立ち止まり考える
2025年6月10日(火)16:37 読了
「楠木建の頭の中 戦略と経営についての論考」楠木 建 著
微に入り細に入り具体的な経営に関する指導書です。
経営のバイブルとして迷いや問題が生じたときに、繰り返し読むことです。
成長が止まっている会社の経営者、新規事業を考えている経営者、これから起業を考えている人には必読の書です。
私も、もっと早くこの本を読んでいたらと思いましたが、初版が2024年11月13日ならしかたありません。
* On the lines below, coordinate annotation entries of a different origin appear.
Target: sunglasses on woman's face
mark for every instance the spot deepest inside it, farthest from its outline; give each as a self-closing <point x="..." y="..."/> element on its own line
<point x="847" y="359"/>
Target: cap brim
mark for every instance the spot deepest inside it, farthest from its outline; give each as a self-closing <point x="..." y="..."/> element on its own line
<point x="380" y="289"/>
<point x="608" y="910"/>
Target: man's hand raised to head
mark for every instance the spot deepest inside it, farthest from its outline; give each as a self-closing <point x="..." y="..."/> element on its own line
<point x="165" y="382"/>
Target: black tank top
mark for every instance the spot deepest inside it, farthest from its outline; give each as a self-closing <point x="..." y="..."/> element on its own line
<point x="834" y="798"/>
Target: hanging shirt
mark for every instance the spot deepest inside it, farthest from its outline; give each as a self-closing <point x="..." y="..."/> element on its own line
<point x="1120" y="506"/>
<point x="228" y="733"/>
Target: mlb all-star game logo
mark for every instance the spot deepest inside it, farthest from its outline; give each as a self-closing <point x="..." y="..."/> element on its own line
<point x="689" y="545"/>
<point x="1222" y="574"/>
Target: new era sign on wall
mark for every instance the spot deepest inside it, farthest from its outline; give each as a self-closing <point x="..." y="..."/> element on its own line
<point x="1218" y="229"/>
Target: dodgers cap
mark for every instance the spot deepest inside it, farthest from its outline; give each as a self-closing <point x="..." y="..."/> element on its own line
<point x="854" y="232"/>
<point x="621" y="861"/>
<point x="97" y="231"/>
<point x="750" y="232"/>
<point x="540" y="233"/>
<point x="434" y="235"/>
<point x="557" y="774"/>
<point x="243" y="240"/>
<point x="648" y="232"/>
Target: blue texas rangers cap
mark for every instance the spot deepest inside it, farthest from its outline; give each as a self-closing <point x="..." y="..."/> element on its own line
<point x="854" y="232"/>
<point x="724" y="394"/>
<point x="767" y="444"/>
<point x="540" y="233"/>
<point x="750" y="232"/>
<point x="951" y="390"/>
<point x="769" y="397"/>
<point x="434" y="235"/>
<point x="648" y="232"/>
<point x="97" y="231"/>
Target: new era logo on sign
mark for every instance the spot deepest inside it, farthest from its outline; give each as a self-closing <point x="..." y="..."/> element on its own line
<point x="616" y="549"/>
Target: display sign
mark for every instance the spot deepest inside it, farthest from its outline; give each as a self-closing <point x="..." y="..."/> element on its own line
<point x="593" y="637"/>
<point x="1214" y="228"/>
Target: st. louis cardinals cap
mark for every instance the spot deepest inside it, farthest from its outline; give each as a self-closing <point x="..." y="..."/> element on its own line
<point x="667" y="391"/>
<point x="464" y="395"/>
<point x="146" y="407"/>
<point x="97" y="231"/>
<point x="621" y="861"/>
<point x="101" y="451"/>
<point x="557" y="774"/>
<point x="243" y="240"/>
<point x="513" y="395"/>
誰でも知っているし、対策を考えていることですが、競争戦略の根本は「競合他社に対する違いをつくる」ことです。
しかし、多少の違いはすぐに競合に真似され陳腐化します。
長期的に利益を出し続けるためには、常に違いを考え実行することはもちろんですが、もっと根源的な理念や方法を見つけ出し、それをブラッシュアップすることが必要です。
我々二輪業界は、一般的には小売業となっていますが、サービス業と捉えると、おのずと他店との差別化ができやすくなります。
大きさや量ではなく、且つ全国一律でもなく、『ローカルでの質』を追求していけば、継続した利益が出る事業です。
簡単に言えば、「居心地のいい空間」というコンセプトの店にすればよいのです。
この点でレクサス店の凄みを常に感じています。
私は今まで二輪業界は不要不急で景気に左右され、あまり利益も出ないと考えていました。
しかしこの本によると、飲食や旅行、イベントやエンターテイメントなどの不要不急に見える商売ほど、人間の本性に根差しているというのです。
人間の本性を直撃する商売ほど、骨太の需要に支えられているまで書かれると、俄然夢も持てるしやる気にもなります。
経済が成熟するにつれて、稼ぐ力の源泉は、企業を取り巻く外部の機会から企業内部で作り込む独自価値へとシフトするそうです。
他社が容易に模倣できない価値を実現するポイントは「専業性」とのこと。
これらのことも、二輪業界にも当てはまります。
どう売るかよりも、なぜ売れたかを考える頭の切り替えが必要です。
私が最も得心したのが、起業家に求められる要素の一番に「野心」とこの著者が記述していることです。
また、『努力の娯楽化』という言葉は特に気に入りました。
真ダムからTVも観ず、遊ぶこともしないで、本を読んで株式市場を睨んでよく続くねと言われます。
私は「本を読むこと」も「投資の案件を見つけ出す」ことも娯楽そのものなのです。